Milan Fashion Week may have officially come to a close, but the city’s creative expression certainly hasn’t dulled. For those still in town, we’ve compiled a selection of our favorite shows happening in Milan this month, from Saodat Ismailova, Jacopo Benassi, and Katherine Bradford.
Jacopo Benassi: “Sàlvati Salvàti”
Francesca Minini
September 17-November 9, 2024
Via Privata Massimiano, 25, 20134
“Sàlvati Salvàti” (loosely translated to save yourself, saved) is an invitation to the viewer: open up, express yourself, and you may be saved. The exhibition has quite literally taken over Francesca Minini, featuring a chaotic makeshift wall composed of metal pipes, wood, bags, and works of art. Behind the barricade is a safe haven, offering a peaceful retreat from the chaos of the outside world. It is the newest exhibition from Jacopo Benassi, a highly fluid, multifaceted artist whose work has traversed the realms of portraiture, painting, and performance.

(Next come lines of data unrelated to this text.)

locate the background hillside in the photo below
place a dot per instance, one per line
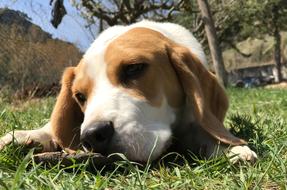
(30, 60)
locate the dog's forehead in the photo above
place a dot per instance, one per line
(123, 43)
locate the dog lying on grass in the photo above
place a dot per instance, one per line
(141, 90)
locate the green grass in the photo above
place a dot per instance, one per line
(258, 115)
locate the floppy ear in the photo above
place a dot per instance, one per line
(67, 116)
(204, 95)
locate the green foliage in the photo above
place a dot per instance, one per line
(29, 57)
(257, 115)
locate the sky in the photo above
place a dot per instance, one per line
(71, 29)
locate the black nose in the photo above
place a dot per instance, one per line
(97, 136)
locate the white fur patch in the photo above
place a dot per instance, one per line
(139, 127)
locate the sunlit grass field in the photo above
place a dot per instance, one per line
(257, 115)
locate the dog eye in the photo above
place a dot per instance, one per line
(81, 97)
(133, 71)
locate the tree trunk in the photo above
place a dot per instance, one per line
(214, 47)
(277, 46)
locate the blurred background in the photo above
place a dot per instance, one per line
(245, 40)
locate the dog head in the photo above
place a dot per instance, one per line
(133, 87)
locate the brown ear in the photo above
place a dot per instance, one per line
(203, 93)
(67, 116)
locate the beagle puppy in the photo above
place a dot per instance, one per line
(141, 90)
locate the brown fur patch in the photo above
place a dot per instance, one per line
(158, 81)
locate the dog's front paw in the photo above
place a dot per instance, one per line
(241, 153)
(29, 139)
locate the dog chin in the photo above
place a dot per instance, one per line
(141, 145)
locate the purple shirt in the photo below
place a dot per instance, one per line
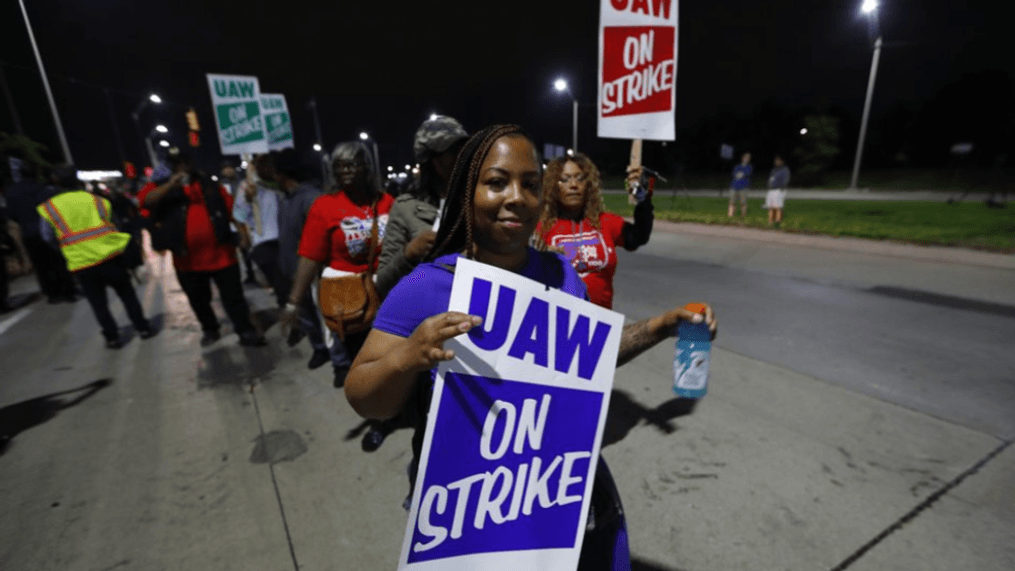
(426, 291)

What we love: Joāo Laia’s curatorial text rigorously interrogates the types of chaos—political, interpersonal, introspective, or otherwise—which may have served as sources of inspiration for this exhibition.
Katherine Bradford: “Humankind”
Kaufmann Repetto
September 11-October 31, 2024
Via di Porta Tenaglia, 7, 20121
“Humankind” presents a series of luminous large-scale canvas paintings, each depicting androgynous figures cast in saturated hues of cobalt and blood-red. It is a continuation of Katherine Bradford’s artistic celebration of our interconnectedness. The painter continually honors her commitment to the creative communities of New York and Maine, communicating notions of mutual support and togetherness in her work. Fluid bodies seem to melt into their surroundings, merging medium and subject. Three of the works in “Humankind” further investigate the theme of people interacting with water, a leitmotif in Bradford’s work which she has described as the aspiration “to get the human body to be enfolded in the paint, and therefore in the water.”
What we love: Three paintings in “Humankind” depict bodies half-submerged in vast expanses of tremendously rich, deep shades of ocean-blue, marked by their calm and fluidity.
Saodat Ismailova: “A Seed Under Our Tongue”
Pirelli HangarBicocca
September 12, 2024-January 12, 2025
Via Chiese, 2, 20126
Curated by Roberta Tenconi, “A Seed Under Our Tongue” spans two decades of work from Saodat Ismailova. The contemporary artist is acclaimed for her cerebral fusions of cinema, sound, and visual art, often drawing from her sociopolitical and cultural heritage in Central Asia. Here, these mediums grapple with the complex narratives of colonization, ancestral knowledge, and collective memory. Seven sculptures and seven films explore the idea, in the artist’s words, “that we are responsible for the seven generations before us and the seven generations to come after us.”
What we love: This show features Chillahona (2022), a vertical three-channel installation that debuted at the Venice Biennale and offers a modern reinterpretation of the Uzbek “cosmic” embroidery known as falak. Film and textiles unite to address themes of emptiness and disorder, nodding to the collapse of the Soviet Union and the period of perestroika.